I. Une structure qui se resserre sur le personnage principal
A. Un cadre spatio-temporel qui s'organise autour du personnage principal
Un cadre temporel précis :
- premiers mots du roman : « Le 15 septembre 1840" = période de la monarchie de Juillet, débutée en 1830 et qui prendra fin en 1848 (avec Louis-Philippe)
- resserrement encore plus précis avec l'heure : "vers six heures du matin » (ligne 1).
- quelques indications temporelles autour de Frédéric : "pendant deux mois" puis "avant d'aller" : on peut donc suivre avec exactitude le jeune homme.
Un cadre spatial qui se concentre progressivement sur le personnage :
- Dès la 2è ligne : nom propre et préposition spatiale « devant le
quai Saint-Bernard » dont on ignore encore où cela se trouve.
- mais énumération de lieux réels lignes 14-15: « l’île Saint-Louis, la Cité, Notre-Dame », "Paris" : on se situe dans un cadre réel.
- enfin, les lieux sont cités en fonction du personnage, avec le tracé de son parcours : départ du « Havre » jusqu' « à
Nogent-sur-Seine ».B. Un resserrement progressif de la description sur Frédéric
Une description du plus large au plus précis :
- on commence par "des gens", puis l'activité autour du bateau : champ lexical du mouvement et du bruit qui donne une impression de brouillage, de désordre
- tout reste encore indéterminé : déterminants indéfinis "des", pronom indéfini "on", symbolique de "la vapeur" et de la "fumée blanchâtre" qui baignent tout dans le vague, le flou.
- On arrive alors à "un jeune homme" l.11, donc la description se fait plus précise.
- On connaît enfin son nom : "M. Frédéric Moreau" l.16 : le récit se précise encore.
- le retour à la description l. 22 à 31 est apaisé : "le tumulte s'apaisait", comme si le fait de connaître enfin le nom du personnage principal débrouillait le tout. De fait, on voit désormais à travers ses yeux : focalisation interne, qui permet d'organiser logiquement ce qui est vu.
C. Une focalisation qui nous fait pénétrer dans l'univers du personnage
- L'extrait débute par une focalisation externe à l'imparfait : description tous azimuts, aussi bien des gens que des marchandises, des matelots ou des bruits. Accumulation d'objets (l.3-4), phrase à cadence majeure : le début est assez heurté, bref, et la fin du paragraphe (5 à 8) est long et ample, avec deux subordonnées.
- Puis passage à la focalisation interne l. 9-10 : comparaison des berges avec "deux larges rubans" : la mise en mouvement du navire donne du mouvement à ce qui est vu du navire, c'est-à-dire aux berges, vues par Frédéric.

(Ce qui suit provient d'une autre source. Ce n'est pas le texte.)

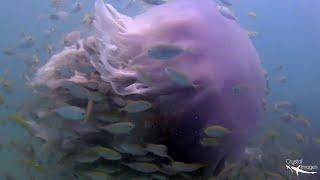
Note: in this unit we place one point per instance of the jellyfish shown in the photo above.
(198, 42)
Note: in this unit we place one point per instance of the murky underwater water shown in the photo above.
(75, 122)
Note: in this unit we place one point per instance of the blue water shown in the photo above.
(288, 36)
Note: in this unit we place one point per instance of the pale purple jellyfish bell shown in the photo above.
(160, 51)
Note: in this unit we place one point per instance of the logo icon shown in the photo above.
(297, 167)
(299, 170)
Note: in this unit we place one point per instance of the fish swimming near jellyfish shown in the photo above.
(206, 48)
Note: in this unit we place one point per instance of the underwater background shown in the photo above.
(285, 34)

- A cette focalisation succède d'ailleurs immédiatement la désignation des yeux par qui tout est vu : ceux d'un "jeune homme de dix-huit ans". Toute la fin de l'extrait est en focalisation interne : nous sommes dans les pensées et le regard de Frédéric, preuve de son importance dans le roman.
- Ce qui est vu par Frédéric : d'abord l'intérieur du bateau, l. 22 à 26 : champ lexical des couleurs, du bruit et du mouvement régulier qui transforme la réalité : il ne s'agit plus de l'agitation brouillonne et bruyante du début, mais d'une vision un peu romantique du monde. Exemple avec la personnification de la cheminée qui "crachait avec un râle lent" : effet pathétique (pour une cheminée !).
- Frédéric voit ensuite l'extérieur du navire, l. 27 à 31 : de la même manière, la description est subjective, poétique ("les brumes errantes se fondirent"), reflétant encore l'état d'esprit de Frédéric.
II. Portrait ironique d'un jeune romantique
- on connaît d'abord le jeune homme physiquement : son âge ("jeune"), sa coupe de cheveux ("longs"), sa posture ("immobile") ; on en sait ensuite un peu plus grâce à la focalisation omnisciente : l'âge précis ("dix-huit ans"), son nom, son état ("bachelier" et futur étudiant en droit), son lieu de vie.
- mais champ lexical du flou : "brouillard", "vapeur", "nuée", "panache de fumée", "brumes errantes" : la vision de Frédéric est déformée, il voit tout à travers le filtre de la rêverie.
- Il est naïf : ignorance du nom des édifices l.13
- Il est dépeint comme une espèce d'artiste : son album sous le bras, le "drame" auquel il pense (un drame est une pièce de théâtre), les "tableaux", les "vers" : cliché du jeune homme plein d'idéaux mais un peu hors de la réalité.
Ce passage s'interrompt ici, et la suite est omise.